You recognized that all that princess treatment was Fuegoleon's work to apologize.
However, one day he went to the room where you had been sleeping these days and sat on the mattress next to you and try sorted things out.
"Honey, I'm sorry if I spoke that way. It's been so much that sometimes I don't even know how to separate my personal self from my professional self and with that I ended up hurting you"He confessed with his head down but you hugged him "It's okay, love, we all make mistakes. I accept your apology and thank you for the flowers, by the way" You thanked him and he smiled hugging you
The captain of the Crimson Lions felt much better and promised you and himself that he would change.
William :
Seriously, I don't see how there could be an argument with this man because he's so cute and so gentle.Aghhh...I want a man like him now😫
But if by chance you and him disagree about something and it gets serious, It will be very difficult for him to deal with the situation.
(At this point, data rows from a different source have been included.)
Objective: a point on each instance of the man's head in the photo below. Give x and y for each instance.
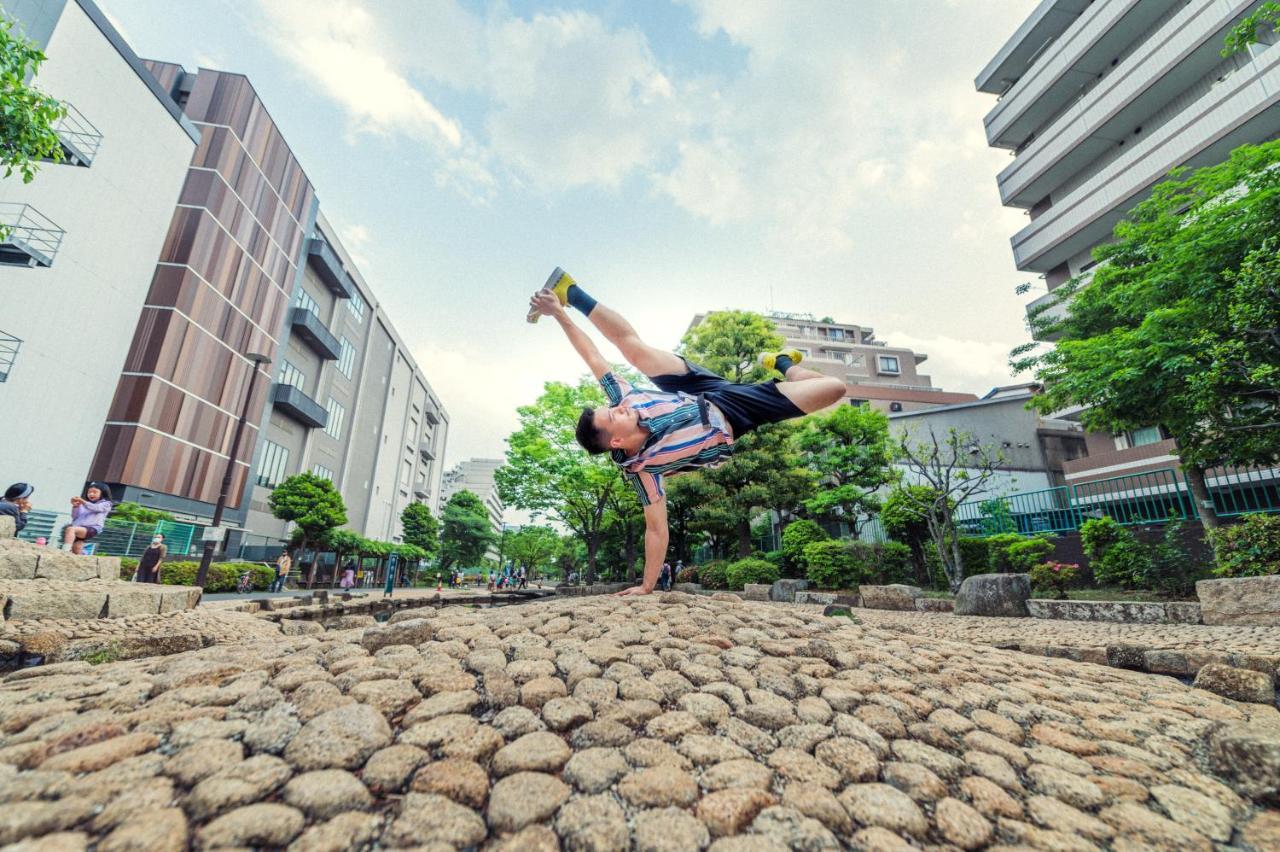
(606, 429)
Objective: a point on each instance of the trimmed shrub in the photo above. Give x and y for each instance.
(1055, 577)
(1028, 553)
(714, 575)
(976, 553)
(752, 571)
(1249, 548)
(997, 553)
(795, 537)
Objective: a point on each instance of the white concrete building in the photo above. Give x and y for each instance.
(476, 475)
(85, 234)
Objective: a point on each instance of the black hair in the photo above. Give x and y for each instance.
(100, 486)
(593, 440)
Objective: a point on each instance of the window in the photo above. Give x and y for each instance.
(333, 429)
(356, 305)
(346, 357)
(291, 375)
(270, 470)
(307, 302)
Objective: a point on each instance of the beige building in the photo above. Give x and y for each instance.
(876, 374)
(476, 475)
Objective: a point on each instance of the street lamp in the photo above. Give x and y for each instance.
(256, 360)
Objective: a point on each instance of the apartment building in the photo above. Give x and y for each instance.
(877, 374)
(476, 475)
(1097, 101)
(379, 433)
(81, 244)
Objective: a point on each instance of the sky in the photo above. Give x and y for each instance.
(675, 156)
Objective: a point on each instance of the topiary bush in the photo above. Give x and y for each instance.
(714, 575)
(997, 553)
(1028, 553)
(752, 571)
(795, 537)
(1249, 548)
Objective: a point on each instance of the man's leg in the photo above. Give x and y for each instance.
(810, 390)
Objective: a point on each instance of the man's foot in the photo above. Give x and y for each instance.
(558, 283)
(769, 360)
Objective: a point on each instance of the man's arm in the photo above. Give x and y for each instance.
(656, 536)
(545, 303)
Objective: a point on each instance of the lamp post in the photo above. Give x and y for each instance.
(256, 360)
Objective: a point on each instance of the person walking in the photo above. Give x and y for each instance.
(283, 563)
(149, 563)
(17, 504)
(88, 514)
(689, 421)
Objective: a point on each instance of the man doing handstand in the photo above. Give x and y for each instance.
(689, 422)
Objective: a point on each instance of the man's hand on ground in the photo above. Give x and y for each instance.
(545, 303)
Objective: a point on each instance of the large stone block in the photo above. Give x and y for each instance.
(785, 590)
(59, 564)
(892, 596)
(41, 601)
(1243, 600)
(18, 559)
(1004, 595)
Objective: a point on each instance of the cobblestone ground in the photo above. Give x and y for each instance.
(675, 723)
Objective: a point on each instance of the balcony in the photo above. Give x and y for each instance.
(1238, 110)
(1072, 64)
(328, 266)
(298, 406)
(1042, 27)
(80, 140)
(27, 237)
(1182, 53)
(306, 326)
(9, 347)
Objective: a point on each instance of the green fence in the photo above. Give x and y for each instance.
(1152, 497)
(118, 537)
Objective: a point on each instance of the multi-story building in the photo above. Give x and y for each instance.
(1097, 101)
(379, 433)
(877, 374)
(81, 244)
(476, 475)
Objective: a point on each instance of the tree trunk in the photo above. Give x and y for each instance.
(1198, 488)
(744, 539)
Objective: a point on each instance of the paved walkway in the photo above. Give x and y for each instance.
(599, 723)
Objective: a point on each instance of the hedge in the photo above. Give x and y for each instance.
(752, 571)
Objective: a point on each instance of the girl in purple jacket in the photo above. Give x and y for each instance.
(88, 513)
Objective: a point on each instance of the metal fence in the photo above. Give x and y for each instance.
(1152, 497)
(118, 537)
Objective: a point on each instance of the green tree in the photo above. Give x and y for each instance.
(1155, 337)
(27, 115)
(534, 548)
(465, 530)
(421, 528)
(764, 472)
(551, 475)
(955, 468)
(906, 518)
(849, 449)
(728, 342)
(314, 504)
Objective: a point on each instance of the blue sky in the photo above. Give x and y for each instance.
(675, 156)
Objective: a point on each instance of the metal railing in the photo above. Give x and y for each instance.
(118, 537)
(27, 236)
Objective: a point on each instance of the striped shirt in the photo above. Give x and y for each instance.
(677, 440)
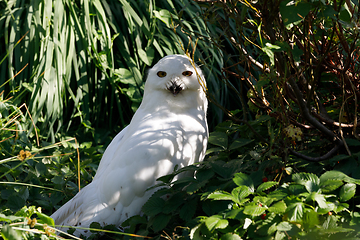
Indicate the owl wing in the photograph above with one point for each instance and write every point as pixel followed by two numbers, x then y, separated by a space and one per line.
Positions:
pixel 85 205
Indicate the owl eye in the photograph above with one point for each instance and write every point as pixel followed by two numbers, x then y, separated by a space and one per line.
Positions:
pixel 187 73
pixel 161 73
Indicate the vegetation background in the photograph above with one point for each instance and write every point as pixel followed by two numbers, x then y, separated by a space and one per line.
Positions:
pixel 283 82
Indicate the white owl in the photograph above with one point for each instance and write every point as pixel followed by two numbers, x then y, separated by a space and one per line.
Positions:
pixel 168 129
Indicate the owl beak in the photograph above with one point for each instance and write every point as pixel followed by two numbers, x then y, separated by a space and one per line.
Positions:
pixel 174 87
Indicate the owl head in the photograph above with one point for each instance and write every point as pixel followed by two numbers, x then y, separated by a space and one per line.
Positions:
pixel 175 75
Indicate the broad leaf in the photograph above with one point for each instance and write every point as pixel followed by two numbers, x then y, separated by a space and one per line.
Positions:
pixel 309 180
pixel 347 192
pixel 266 185
pixel 215 222
pixel 219 139
pixel 254 210
pixel 241 179
pixel 338 176
pixel 279 207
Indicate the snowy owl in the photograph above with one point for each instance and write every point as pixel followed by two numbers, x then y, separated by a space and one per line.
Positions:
pixel 168 129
"William, I'm sorry but this matter is going too far" You left the room "Y/n, come here, please listen..." William went to the door but you closed it and he sighed, feeling helpless
He refuses to see you walk past him and not talk to him, he refuses to see you doing your life and not being able to be by your side. It's as if you two became strangers and that touches his heart.
Even if you didn't want to clarify things yet, he uses his magic to create beautiful bouquets of flowers and leave them on your bedroom door, just like the captain above. You can't hold back your smile at the cute action every morning when you come across the flowers right at your feet
One day, you were at the bedroom window watching the group of the magic knights of the golden dawn enter through the front door and William also accompanied them. It had been a while since you two spoke, but you just wanted him to walk through the bedroom door so you two could talk.
And to your surprise, he did.
"Y/n, I came here to resolve things between us, I can't be without you. Please forgive me if I said something I shouldn't have said" He confessed with his melancholy eyes fixed on yours "Oh William, I forgive you. Come here" You hugged him giving in to his bright eyes and how cute he looked
You couldn't stay upset with him and neither could he with you. Everything was fine now and William was grateful to have you back just like you.
Nozel :
The way he spends his life idolizing the name of the Silvas and royalty is sometimes tiring for you. One day you have a conversation that goes a little sideways because he's being too proud again.
"You know what? Stay there with your pride and your fucking royalty. I lost my appetite" You threw your napkin on the table and hurriedly left the dining room "Y/n, come back to the table, we're not done" Nozel got up but you ignored him
Nozel knows he went too far, he wasn't supposed to be like this and sometimes he found himself being too proud which led to some arguments.
However, he knew he couldn't act like that towards you because he loved you too much and didn't want to keep you away from him. In response to this, he told all the servants to watch over you and to give you expensive gifts that he bought.
You couldn't help but smile at his actions. The fact that he sent someone to look after you and gave you valuable things made you think it was cute of him.
Yes, he was overprotective, even if he didn't admit it to anyone but himself. However, you could see that through his actions and there was nothing he could do to hide it from you.
You were sitting in the living room by the fireplace and he came into the room looking at you and you at him. There was a certain tension in the air at that moment.
"We need to talk, I... I think it's time we sort this out" He confessed but you didn't say anything until he got to the part that you wanted to hear. "I want to apologize, I know I let my pride speak too loud and that hurt you"He said and you smiled, seeing that he got to exactly the part you wanted "My dear Noble, I accept your apology but control your pride. Doesn't suit royalty" You used his usual words and he raised an eyebrow at you
Nozel promised to do so, so that situations like those wouldn't happen again.